Here's a rundown of what we witnessed, and some of what's to come...
• The White Sox are fielding calls on Edwin Jackson. In this market he may be the best out there as far as starting pitchers.
• Some teams are waiting and hoping that there's a surprise starter or two on the market. Right now, it's pretty bleak. "There's nothing but No. 4 starters,'' one AL executive noted.
• The relief market looks very strong, with a glut of viable relievers available. One team that is rarely mentioned as having chips, but should actually be a big bullpen seller, is the Blue Jays. They have Jon Rauch, Jason Frasor and Octavio Dotel.
• The Marlins aren't expected to seriously considering trading Ricky Nolasco or Anibal Sanchez -- though they can expect calls. The Marlins want to head into their new stadium next year a viable contender, and couldn't do so without those pitchers.
• Some are wondering whether the Dodgers will trade even if they fall completely out of it. There's speculation that they might not want to hurt the team's sale price with trades. But that seems to be a silly argument. Sure, they should keep Matt Kemp, Andre Ethier and Clayton Kershaw. But a trade of anyone else shouldn't reasonably affect the team's valuation. So they should become sellers eventually -- assuming they don't play their way back into it.
• Indians prospects impressed in Sunday's Futures Game. Infielder Jason Kipnis homered and left-handed pitcher Drew Pomeranz continued to throw well. Rays lefty Matt Moore also looked superb. Bryce Harper, the marquee name, had no hits in four at-bats but demonstrated an über arm, throwing the ball from the warning track to the plate on one hop. Though the throw missed the cutoff man and didn't nail the runner at the plate, it was still something to behold.
• It should come as no surprise that Steve Garvey was fired by the Dodgers. He was taking a paycheck from McCourt (presuming it didn't bounce) while also campaigning to get the team from McCourt one day. Garvey is a pleasant man but ultimately has too much baggage for MLB to seriously consider him. Some have speculated that Mark Attanasio, the Brewers' excellent owner, may jump to own the Dodgers, but sources say that he is happy in Milwaukee. While he lives in Los Angeles, he has family connections in Milwaukee. Ex-super agent Dennis Gilbert is a logical candidate to become Dodgers owner. He is a lifelong Los Angeleno who loves his city, has worked as an executive and agent in baseball, and attends every Dodgers game (you can see him in the front row just to the left of home plate).

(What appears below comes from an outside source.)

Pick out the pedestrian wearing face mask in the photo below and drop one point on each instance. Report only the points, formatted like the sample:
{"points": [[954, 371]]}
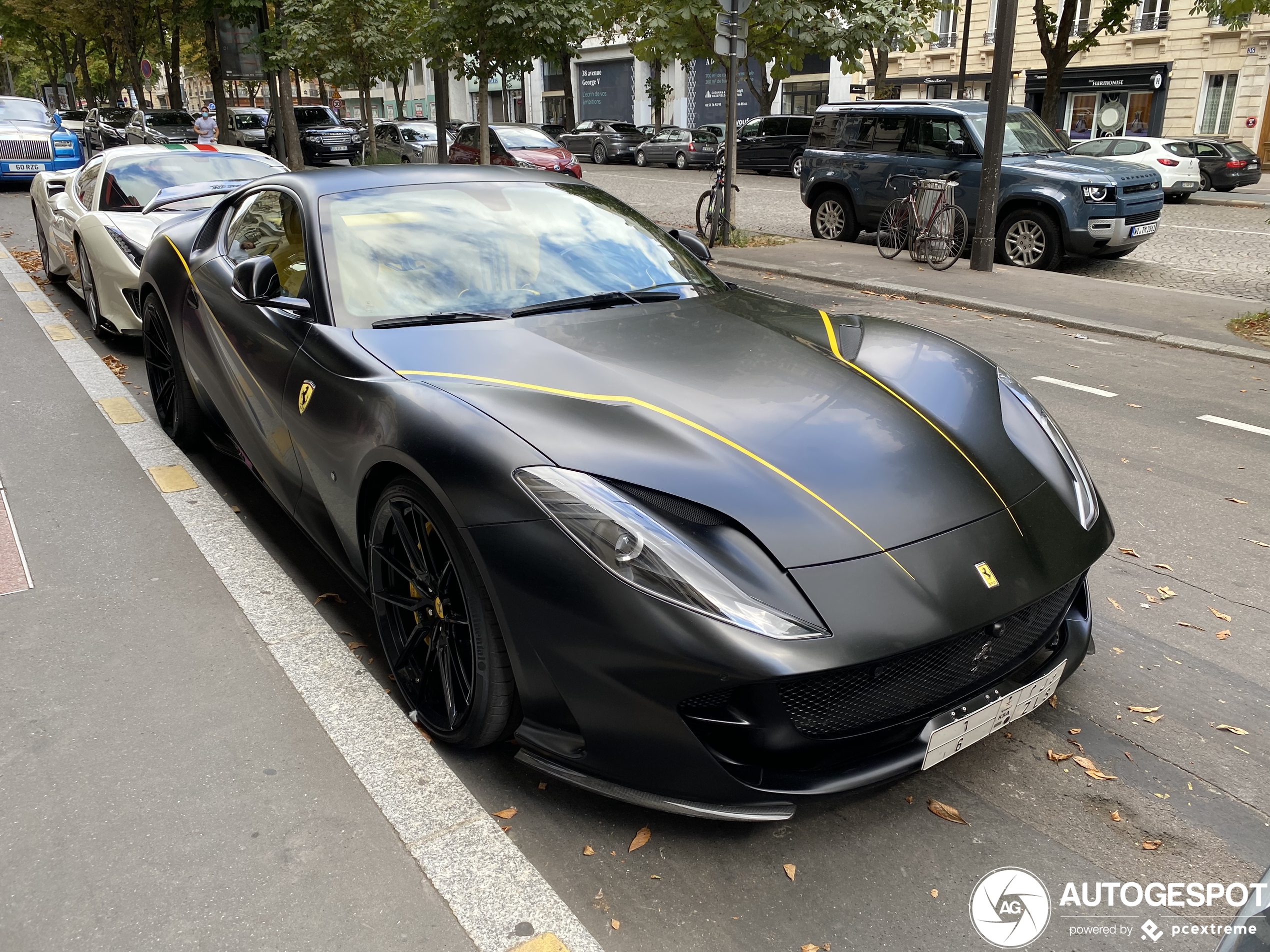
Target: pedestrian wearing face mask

• This year's All-Star Game could be subtitled, "The Replacements.'' I half expect Keanu Reeves to show up. Why not? Everyone else is. Many of the game's biggest stars aren't here due to injury, timing, rest or lack of interest. Which puts a bit of a hole in the marketing plan trumpeting the fact that the game counts. We are now up to 84 All-Stars between those originally named and their replacements. Which makes it hard to believe that Tommy Hanson and Dan Haren still haven't made the team. If anyone deserves to be offended, it's them. The real shame is no CC Sabathia, King Felix, Justin Verlander, Alex Rodriguez, Derek Jeter, Ryan Braun, David Price, Jose Reyes and so many other big stars. The rule allowing Sunday starters to skip the game needs to be reconsidered; there's no reason why Sabathia, Verlander and King Felix couldn't pitch an inning. Top MLB people have tried to lure Jeter to come, if only to take a bow and celebrate his 3,000th hit. But it didn't appear that he would. His agent Casey Close said, "I don't think he has any plans to go to AZ,'' by text. That's baseball's loss.